Большой Луи, крайне озадаченный, бросился со всех ног к дому кюре. Лемор же вошел вместе с Марселью в хижину, хозяева которой тем временем занимались лошадьми, и устремился к лежавшему на кровати Эдуарду. Последний из рода Бланшемонов мирно покоился на жалкой подстилке беднейшего из его крестьян. У него не было теперь даже крова над головой, и он мог рассчитывать только на сердобольность неимущих.
— Так ему не грозила опасность? — взволнованно спросил Лемор, покрывая поцелуями горячие и чуть влажные ручки ребенка.
— Эдуард показал себя молодцом, — не без гордости ответила мать. — Ему ничего не сделалось; он проснулся среди ночи от удушливого дыма и не испугался. Остаток ночи он провел вместе со мной, помогая приводить в сознание и успокаивать людей; несмотря на то, что он еще очень мал и не может оценить размеров несчастья, он был заботлив, ласков, находил трогательные слова для меня и всех тех, кто вокруг нас впал в малодушие, дрожал и кричал от страха. А я-то боялась, что от испуга и волнения он захворает! В этом маленьком, хрупком тельце скрывается героическая душа. Анри! Эдуард — ребенок, отмеченный при рождении благодатью божьей: господь назначил ему быть благородным бедняком!
От поцелуев Лемора мальчик проснулся и, на этот раз узнав своего друга скорее по выражениям его любви к нему, нежели по внешним его чертам, произнес:
— Здравствуй, Анри!
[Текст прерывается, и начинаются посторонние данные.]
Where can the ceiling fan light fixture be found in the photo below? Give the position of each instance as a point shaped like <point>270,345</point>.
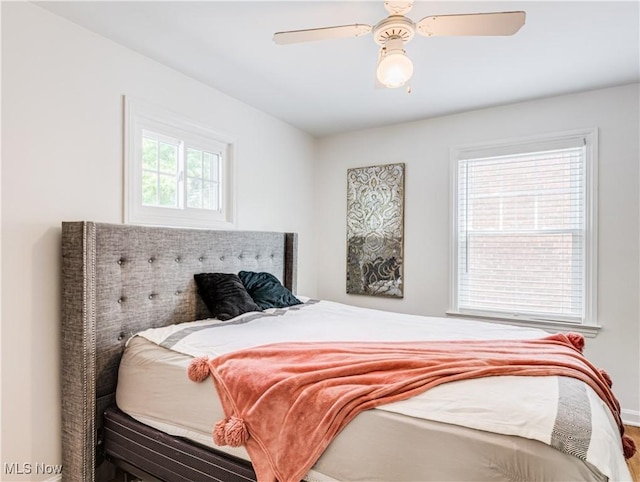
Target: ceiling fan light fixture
<point>395,68</point>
А почему ты не хотел говорить со мной, когда ты был Антуаном?
Марсель, проявляя истинно стоическую выдержку, начала объяснять своему возлюбленному, какой повой катастрофой обернулся пожар для остатка ее состояния, но тут в хижину вошел Бриколен; лицо его выражало смятение, одежда была порвана во многих местах, руки обожжены.
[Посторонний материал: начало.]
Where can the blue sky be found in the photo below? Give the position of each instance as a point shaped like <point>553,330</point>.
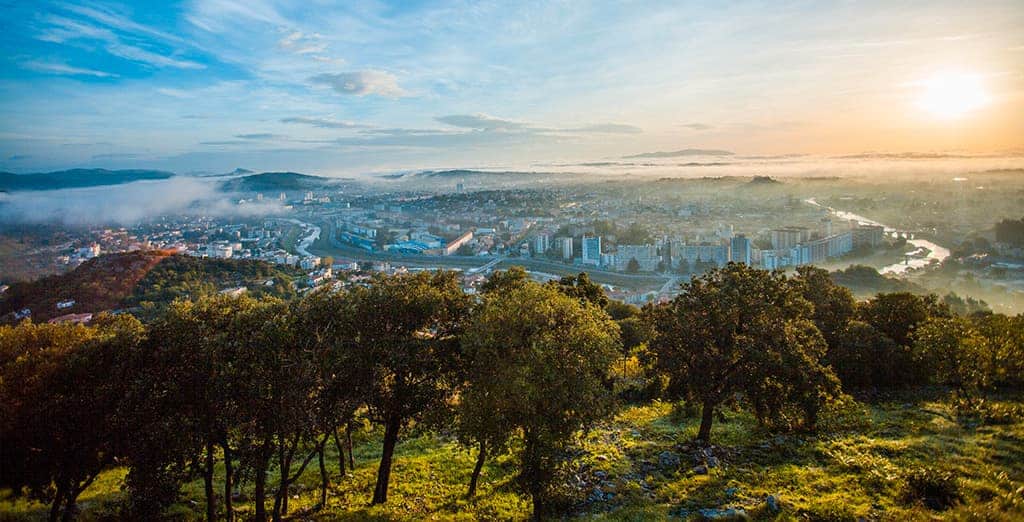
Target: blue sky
<point>343,87</point>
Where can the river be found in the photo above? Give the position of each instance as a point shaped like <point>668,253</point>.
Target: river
<point>925,255</point>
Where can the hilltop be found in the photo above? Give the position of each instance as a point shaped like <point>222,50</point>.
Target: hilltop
<point>270,181</point>
<point>77,178</point>
<point>144,281</point>
<point>681,154</point>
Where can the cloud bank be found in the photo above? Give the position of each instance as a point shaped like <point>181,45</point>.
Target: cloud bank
<point>128,204</point>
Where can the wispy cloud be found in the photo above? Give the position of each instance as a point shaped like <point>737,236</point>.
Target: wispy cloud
<point>361,83</point>
<point>261,136</point>
<point>59,68</point>
<point>606,128</point>
<point>479,122</point>
<point>323,123</point>
<point>696,126</point>
<point>152,58</point>
<point>115,31</point>
<point>300,43</point>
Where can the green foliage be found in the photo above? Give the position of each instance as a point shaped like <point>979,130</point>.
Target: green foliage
<point>539,361</point>
<point>582,288</point>
<point>1010,231</point>
<point>744,331</point>
<point>938,489</point>
<point>60,395</point>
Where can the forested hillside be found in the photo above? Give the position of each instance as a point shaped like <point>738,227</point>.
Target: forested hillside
<point>753,394</point>
<point>145,281</point>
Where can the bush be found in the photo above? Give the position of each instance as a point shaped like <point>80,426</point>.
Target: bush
<point>937,489</point>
Когда прошел приступ страха, который охватил арендатора при виде пожара, он с отчаянной энергией и смелостью пытался спасти скотину и зерно. Много раз он сам чуть не пал жертвой своей бешеной деятельности; только когда вокруг него все превратилось в золу, он отказался от напрасных надежд. Тогда его слабый ум не выдержал: им овладели растерянность, отчаяние и бессильная ярость. Ополоумев, он побежал к Марсели; вид у него был ошалелый, мысли в голове путались, язык не слушался.
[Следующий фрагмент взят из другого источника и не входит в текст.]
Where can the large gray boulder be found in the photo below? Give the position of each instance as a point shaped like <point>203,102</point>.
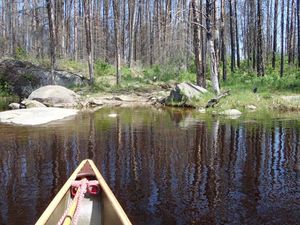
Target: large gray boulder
<point>35,116</point>
<point>184,94</point>
<point>24,77</point>
<point>55,95</point>
<point>32,104</point>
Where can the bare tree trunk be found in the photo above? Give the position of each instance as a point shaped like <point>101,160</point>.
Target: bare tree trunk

— Вот, наконец я вас нашел, сударыня, — выпалил он задыхаясь, — я вас ищу по всему селу, а вы бог знает куда забрались! Послушайте, госпожа Марсель! Я вам должен сказать очень важную вещь. Можете сколько угодно притворяться спокойной, а все это несчастье падает на вашу голову. И весь нанесенный ущерб пойдет за ваш счет.
— Мне это известно, господин Бриколен, — сдержанно ответила Марсель. Видеть этого жадного человека в такой момент ей было крайне неприятно.
— Вам это известно? — повторил Бриколен. Голос его наливался гневом. — Мне тоже известно! Вам придется заново отстроить усадьбу и восстановить арендуемое мною поголовье скота.
— А на какие средства, позвольте узнать, господин Бриколен?
— На ваши деньги! Разве у вас нет денег? Разве я мало вам дал?
— У меня их больше нет, господин Бриколен. Бумажник сгорел.
— Вы дали сгореть моему бумажнику?! Бумажнику, который я вам вручил? — завопил Бриколен, совершенно обеспамятев и колотя себя кулаками по лбу. — Как могли вы оказаться такой безумной, такой глупой, что не позаботились спасти бумажник? Ведь у вас же хватило времени спасти своего сына!
— Я спасла также и Розу, господин Бриколен. Я ее вытащила на руках из дома. А тем временем бумажник сгорел; я не жалею о нем.
— Это неправда! Он у вас!
— Клянусь богом, что он сгорел. Секретер, в котором он находился, и вся прочая обстановка в комнате сгорели, пока спасали людей. Вы это знаете, я вам уже говорила раньше, потому что вы меня спрашивали об этом. Но вы либо не слышали моего ответа, либо забыли.